51Sophie Laurent : Avant de s’entendre sur un nombre de logements, la priorité était d’abord de construire un projet commun en matière d’habitat entre les élus du territoire. Cette vision commune s’est construite, à travers les trois étapes de l’étude « référentiel foncier » comme envisagé, mais sans forcément en utiliser directement le contenu. Il y a eu une première étape de diagnostic, notamment de repérage des différents potentiels, des différents tissus. Puis une deuxième étape, où sur une quinzaine de sites représentatifs, une étude de faisabilité économique de la densification de ces différents types de tissu a été réalisée, à PLU constant ou évolutif. Il ne s’agissait pas de dire ce qui devait être fait à cet endroit-là, mais de montrer ce que l’on pouvait produire de manière plus ou moins rentable, et souvent d’ailleurs déficitaire, en termes de densification et de forme urbaine.

52Juliana Ribeiro : L’étude de capacité qui a été menée a notamment permis de définir des scenarii précisant les objectifs quantitatifs (objectifs programmatiques) liés au potentiel de développement : surface de bureaux ou de terrains et emplois induits ainsi que nombre de logements et population induite. L’objectif était d’avoir des scenarii d’évolution contrastés, à mettre en relation avec les objectifs des collectivités, les projets en cours et les potentialités économiques.

53Sophie Laurent : La troisième étape avait pour objectif de définir une stratégie foncière pour le territoire, une boîte à outils avec des secteurs sur lesquels il faut faire de l’anticipation, des secteurs sur lesquels il faut plutôt que la collectivité agisse en mettant des aménageurs, ou des outils de type ZAC, a permis de poursuivre la réflexion et de faire consensus.
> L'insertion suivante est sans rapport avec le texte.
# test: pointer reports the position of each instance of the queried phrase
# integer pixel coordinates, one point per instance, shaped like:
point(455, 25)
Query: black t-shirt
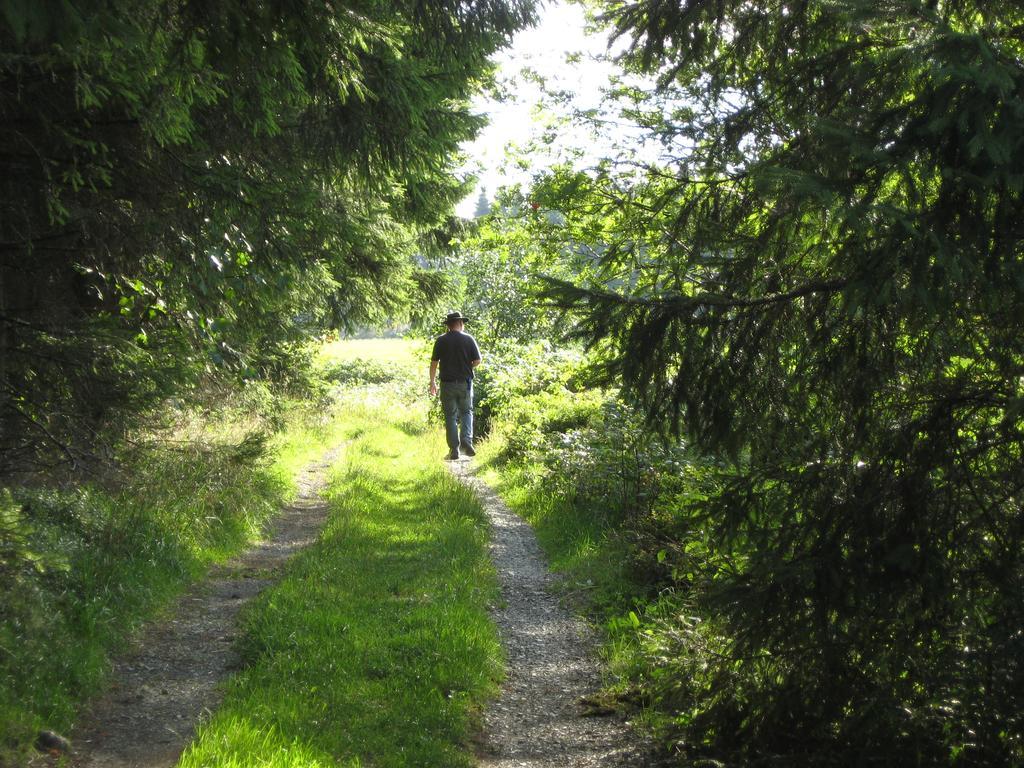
point(455, 350)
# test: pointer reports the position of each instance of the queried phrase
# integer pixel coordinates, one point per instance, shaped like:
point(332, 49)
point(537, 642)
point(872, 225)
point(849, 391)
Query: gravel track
point(170, 679)
point(540, 719)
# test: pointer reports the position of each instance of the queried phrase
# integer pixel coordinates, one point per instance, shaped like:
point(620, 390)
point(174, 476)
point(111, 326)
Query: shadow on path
point(538, 720)
point(170, 680)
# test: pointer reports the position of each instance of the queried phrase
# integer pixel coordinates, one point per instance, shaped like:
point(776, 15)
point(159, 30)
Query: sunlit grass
point(376, 648)
point(398, 351)
point(114, 558)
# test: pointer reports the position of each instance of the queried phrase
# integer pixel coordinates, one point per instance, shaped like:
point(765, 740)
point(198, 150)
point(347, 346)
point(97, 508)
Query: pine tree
point(189, 188)
point(482, 204)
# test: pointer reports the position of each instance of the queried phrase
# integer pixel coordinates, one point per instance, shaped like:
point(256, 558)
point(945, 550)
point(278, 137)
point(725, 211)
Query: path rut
point(539, 720)
point(170, 680)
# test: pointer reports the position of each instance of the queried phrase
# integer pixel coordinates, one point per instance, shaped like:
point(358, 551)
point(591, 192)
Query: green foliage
point(187, 190)
point(82, 567)
point(376, 648)
point(819, 285)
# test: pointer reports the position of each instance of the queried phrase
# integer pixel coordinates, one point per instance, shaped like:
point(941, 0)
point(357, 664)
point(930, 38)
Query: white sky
point(544, 50)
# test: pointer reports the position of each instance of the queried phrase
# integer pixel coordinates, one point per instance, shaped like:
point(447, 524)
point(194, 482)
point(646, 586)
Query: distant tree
point(189, 187)
point(822, 285)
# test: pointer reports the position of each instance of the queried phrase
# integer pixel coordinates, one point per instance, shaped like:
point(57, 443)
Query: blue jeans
point(457, 402)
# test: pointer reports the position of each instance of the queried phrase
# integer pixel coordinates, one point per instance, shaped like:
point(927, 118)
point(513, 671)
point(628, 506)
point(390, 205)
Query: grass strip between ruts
point(376, 647)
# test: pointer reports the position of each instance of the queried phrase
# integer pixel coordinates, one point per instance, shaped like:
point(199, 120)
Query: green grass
point(578, 542)
point(395, 351)
point(109, 560)
point(590, 553)
point(376, 647)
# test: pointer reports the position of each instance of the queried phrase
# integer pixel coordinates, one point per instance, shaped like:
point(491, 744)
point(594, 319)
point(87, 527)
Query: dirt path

54Juliana Ribeiro : Finalement, cette étude a été un élément marquant dans la démarche. Il y a eu un avant et un après. Nous avons progressivement glissé vers la phase opérationnelle, rendant les choses plus concrètes…

55Sophie Laurent : Au commencement de la démarche, les collectivités avaient apporté leurs projets pour écrire les engagements. Elles voyaient un intérêt à la démarche, mais cela n’impliquait pas de conséquence opérationnelle sur leur territoire.

56Flux : Dans le contrat, aucun objectif n’a été fixé en termes de construction de logement ?

57Sophie Laurent : Non. À la différence du contrat d’axe de Grenoble, par exemple, qui fixe des objectifs en nombre de logements, nous nous sommes focalisés sur la question des outils qui permettent un aménagement cohérent avec une certaine densité et un encadrement des prix.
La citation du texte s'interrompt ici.